Im surprised no one has mentioned environmental cleaning. It is necessary to completely strip and disinfect the animals enclosure daily to eradicate eggs or the gecko will simply reinfect itself. Panacur alone will not fix the problem.

For the worms to have come from livefood the crix etc would have had to have munched on infested poops. Pinworm have a direct life cycle and do not colonise an intermediary host.


----------



## Mozart (Jan 10, 2011)

Mal said:


> Im surprised no one has mentioned environmental cleaning. It is necessary to completely strip and disinfect the animals enclosure daily to eradicate eggs or the gecko will simply reinfect itself. Panacur alone will not fix the problem.
> 
> For the worms to have come from livefood the crix etc would have had to have munched on infested poops. Pinworm have a direct life cycle and do not colonise an intermediary host.


Beat me to it!!

Sound bit of advise there!


----------



## Sweetcorn (Aug 2, 2008)

Mal said:


> Im surprised no one has mentioned environmental cleaning. It is necessary to completely strip and disinfect the animals enclosure daily to eradicate eggs or the gecko will simply reinfect itself. Panacur alone will not fix the problem.
> 
> For the worms to have come from livefood the crix etc would have had to have munched on infested poops. Pinworm have a direct life cycle and do not colonise an intermediary host.

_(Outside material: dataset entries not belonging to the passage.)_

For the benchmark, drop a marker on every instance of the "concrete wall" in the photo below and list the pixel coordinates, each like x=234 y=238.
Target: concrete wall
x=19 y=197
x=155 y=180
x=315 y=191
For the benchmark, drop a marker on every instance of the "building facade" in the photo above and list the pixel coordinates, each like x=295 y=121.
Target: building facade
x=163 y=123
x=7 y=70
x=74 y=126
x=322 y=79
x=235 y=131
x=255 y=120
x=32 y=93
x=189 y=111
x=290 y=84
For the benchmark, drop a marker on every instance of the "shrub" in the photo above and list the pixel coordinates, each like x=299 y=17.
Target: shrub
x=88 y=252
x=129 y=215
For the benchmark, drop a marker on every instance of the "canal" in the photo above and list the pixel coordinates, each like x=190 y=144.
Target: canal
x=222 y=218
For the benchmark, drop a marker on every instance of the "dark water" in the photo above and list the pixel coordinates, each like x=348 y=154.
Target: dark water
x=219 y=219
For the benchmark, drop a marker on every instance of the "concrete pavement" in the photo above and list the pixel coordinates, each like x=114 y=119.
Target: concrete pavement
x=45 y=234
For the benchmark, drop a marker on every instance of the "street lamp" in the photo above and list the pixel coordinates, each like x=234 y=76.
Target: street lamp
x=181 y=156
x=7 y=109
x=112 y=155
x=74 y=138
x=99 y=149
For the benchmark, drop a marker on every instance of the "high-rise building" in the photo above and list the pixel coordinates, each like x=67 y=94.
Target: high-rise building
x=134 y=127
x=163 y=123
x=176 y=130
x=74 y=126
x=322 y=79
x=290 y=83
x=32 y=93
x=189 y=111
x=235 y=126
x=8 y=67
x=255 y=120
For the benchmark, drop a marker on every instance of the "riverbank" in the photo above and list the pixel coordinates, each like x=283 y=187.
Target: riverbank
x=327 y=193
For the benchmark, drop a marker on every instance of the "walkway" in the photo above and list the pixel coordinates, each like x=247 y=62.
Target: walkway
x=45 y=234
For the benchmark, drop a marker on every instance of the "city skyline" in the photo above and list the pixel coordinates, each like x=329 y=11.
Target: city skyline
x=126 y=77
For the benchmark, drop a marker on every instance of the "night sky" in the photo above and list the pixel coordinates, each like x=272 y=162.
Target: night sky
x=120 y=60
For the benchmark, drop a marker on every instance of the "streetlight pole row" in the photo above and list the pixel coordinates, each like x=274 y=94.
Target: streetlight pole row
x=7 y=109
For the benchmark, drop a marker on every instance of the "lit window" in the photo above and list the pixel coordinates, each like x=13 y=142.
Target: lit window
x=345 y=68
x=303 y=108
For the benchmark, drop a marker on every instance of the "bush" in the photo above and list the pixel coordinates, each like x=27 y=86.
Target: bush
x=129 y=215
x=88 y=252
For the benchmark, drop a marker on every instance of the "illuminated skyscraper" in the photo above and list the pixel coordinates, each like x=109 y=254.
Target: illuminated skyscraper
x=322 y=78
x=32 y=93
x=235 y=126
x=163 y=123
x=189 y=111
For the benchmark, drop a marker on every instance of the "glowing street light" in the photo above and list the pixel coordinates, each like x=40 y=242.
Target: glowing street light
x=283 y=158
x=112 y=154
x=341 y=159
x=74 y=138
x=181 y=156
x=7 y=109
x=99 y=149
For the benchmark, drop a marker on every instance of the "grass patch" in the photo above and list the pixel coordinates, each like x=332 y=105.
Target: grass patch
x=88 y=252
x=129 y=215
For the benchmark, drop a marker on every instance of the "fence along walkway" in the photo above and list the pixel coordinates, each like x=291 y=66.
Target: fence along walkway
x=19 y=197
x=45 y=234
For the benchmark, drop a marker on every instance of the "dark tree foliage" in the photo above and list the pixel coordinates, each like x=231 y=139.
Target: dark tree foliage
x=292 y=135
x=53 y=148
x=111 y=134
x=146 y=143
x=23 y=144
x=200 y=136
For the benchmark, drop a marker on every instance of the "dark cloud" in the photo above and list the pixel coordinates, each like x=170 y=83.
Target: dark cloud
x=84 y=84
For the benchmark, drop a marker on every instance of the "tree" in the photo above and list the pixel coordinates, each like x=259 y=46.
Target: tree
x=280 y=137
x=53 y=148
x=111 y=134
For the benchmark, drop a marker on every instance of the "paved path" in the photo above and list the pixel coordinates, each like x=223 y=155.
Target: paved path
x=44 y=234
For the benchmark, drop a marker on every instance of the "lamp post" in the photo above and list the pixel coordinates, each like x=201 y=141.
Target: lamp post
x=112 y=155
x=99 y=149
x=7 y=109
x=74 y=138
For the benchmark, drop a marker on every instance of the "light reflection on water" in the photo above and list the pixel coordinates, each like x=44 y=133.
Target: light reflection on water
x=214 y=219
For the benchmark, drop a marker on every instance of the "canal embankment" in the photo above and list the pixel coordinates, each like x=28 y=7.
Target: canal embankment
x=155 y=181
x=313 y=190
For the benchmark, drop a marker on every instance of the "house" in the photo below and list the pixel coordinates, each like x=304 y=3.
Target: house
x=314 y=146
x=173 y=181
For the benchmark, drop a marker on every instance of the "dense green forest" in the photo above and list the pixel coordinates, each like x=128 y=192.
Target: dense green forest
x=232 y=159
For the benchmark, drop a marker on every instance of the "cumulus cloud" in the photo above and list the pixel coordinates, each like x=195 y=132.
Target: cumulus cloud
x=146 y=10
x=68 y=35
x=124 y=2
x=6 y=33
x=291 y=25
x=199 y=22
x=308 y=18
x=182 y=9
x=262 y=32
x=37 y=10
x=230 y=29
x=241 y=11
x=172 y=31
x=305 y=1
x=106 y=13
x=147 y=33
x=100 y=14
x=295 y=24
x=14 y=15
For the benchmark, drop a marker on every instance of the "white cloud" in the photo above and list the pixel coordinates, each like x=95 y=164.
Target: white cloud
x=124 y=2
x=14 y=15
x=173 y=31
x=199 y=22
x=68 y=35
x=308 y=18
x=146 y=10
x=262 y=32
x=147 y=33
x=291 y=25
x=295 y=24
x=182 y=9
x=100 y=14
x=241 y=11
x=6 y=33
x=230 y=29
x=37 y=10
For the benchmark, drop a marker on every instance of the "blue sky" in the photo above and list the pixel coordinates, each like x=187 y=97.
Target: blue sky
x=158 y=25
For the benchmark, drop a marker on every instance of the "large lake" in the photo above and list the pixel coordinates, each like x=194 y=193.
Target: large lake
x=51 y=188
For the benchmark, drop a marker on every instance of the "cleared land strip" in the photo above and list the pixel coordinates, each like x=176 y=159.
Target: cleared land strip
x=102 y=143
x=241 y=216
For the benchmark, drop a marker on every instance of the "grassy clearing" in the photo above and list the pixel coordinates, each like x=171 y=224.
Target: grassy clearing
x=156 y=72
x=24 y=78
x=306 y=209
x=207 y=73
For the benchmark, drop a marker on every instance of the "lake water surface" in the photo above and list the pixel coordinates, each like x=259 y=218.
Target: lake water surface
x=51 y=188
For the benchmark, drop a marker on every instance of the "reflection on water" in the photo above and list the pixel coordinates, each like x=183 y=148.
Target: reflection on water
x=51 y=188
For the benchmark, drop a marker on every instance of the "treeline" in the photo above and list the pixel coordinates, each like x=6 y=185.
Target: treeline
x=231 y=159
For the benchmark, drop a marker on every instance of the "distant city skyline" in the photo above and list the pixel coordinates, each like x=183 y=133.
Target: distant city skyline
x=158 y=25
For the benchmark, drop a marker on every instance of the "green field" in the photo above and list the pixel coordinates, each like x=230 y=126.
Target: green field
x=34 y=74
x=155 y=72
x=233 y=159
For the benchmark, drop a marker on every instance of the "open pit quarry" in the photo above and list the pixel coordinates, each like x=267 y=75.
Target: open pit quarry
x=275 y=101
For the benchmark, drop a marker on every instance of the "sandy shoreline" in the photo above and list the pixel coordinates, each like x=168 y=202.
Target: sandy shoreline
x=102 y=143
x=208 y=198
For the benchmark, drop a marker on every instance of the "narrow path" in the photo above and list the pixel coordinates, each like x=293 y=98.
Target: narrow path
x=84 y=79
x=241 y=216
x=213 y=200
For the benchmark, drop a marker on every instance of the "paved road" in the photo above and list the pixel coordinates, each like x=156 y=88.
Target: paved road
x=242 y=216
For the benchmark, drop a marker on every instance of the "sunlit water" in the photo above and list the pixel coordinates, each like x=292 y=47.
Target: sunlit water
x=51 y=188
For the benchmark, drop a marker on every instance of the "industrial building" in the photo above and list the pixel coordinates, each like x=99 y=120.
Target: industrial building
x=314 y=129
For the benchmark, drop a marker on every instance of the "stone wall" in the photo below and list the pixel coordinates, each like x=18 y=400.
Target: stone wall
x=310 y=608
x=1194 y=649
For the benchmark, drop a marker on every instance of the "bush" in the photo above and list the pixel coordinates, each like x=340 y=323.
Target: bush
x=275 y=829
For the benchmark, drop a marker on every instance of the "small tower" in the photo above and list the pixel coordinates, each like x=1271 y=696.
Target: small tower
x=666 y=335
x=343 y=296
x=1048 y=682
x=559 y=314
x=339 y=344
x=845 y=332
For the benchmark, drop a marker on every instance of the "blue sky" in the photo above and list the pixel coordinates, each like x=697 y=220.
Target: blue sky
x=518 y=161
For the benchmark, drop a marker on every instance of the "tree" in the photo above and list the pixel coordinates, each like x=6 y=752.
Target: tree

I have spoken to Tiff about this Mal via pm so she is aware of the cleaning that needs to be done and also advised to keep his set up as simple as possible until he is all clear.


----------



## Mal (Jul 22, 2007)

Sweetcorn said:


> I have spoken to Tiff about this Mal via pm so she is aware of the cleaning that needs to be done and also advised to keep his set up as simple as possible until he is all clear.


Great stuff. I would have hated for her to go to all the effort and put the little critter through the rigours of panacur only to find that it hadnt worked because the need for disinfecting had been missed. Im sure with your advice, Tiffs diligence and a healthy dose of panacur the little crestie will soon be back in full health. Pinworm etc sounds like a nightmare problem and really puts the heebijeebes in some people. In reality, its a simple (but very significant)problem to manage especially if tackled early. Good luck with things Tiff, Im sure all will be fine.


----------



## Omerov1986 (Feb 11, 2009)

EWWWWWWWWWWWWWWW!

good luck.


----------



## Miss Lily (Oct 3, 2008)

A few things I would like to add - firstly I didn't know that only dead worms and eggs are passed. I have some f10 on order and also some Avipro. Could I use a sterilising solution in the meantime? He had his first dose last night.

I also discovered earlier this evening that Buffie now has worms in her poop too although not so many as Splat. She has been given treatment in her food too - Panacur is what the vet gave me. As for where they came from I have absolutely no idea. I hand fed each and every locust or cricket in a separate faunarium - I never leave any live food in any of my vivs. 

I am feeling quite overwhelmed by all this tonight. Do I have to clean both vivs every day? I won't be able to get their branches and logs, etc dry every night! How on earth do you tackle something like this? I have never encountered worms before - it all seems a bit much to take in so suddenly. I want to replace their vines and coconut hides, etc, but do I chuck those things out now and buy new then chuck it all out again and replace when they are clear of worms? How difficult is it to eradicate these things? Can anyone else share their stories please?


----------



## Mal (Jul 22, 2007)

I will try to reply properly later when I get on the comp. For now though Im afraid yes you need to disinfect everything. The geckos get the eggs on their feet and body and spread them all over the viv. Then with a flick of their tongue reingest them. Im afraid everything needs stripping out and disinfecting. While treatment is in progress use an absolute minimal amount of decor and furnishings. Kitchrn roll as substrate. F10 is superb. You can however boil some bits, bake wood etc to kill the eggs. If you can get your hands on a steam cleaner they are very effective. Im afraid there are no shortcuts to this. When you see the threads ehere peoples geckos have worms again several weeks after treatment it is likely to be because all the eggs in the viv / tank hadnt been eradicated in the first instance. I dont know the size of your geckos but would it be worth putting them in lightly furnished faunariums during the treatment period.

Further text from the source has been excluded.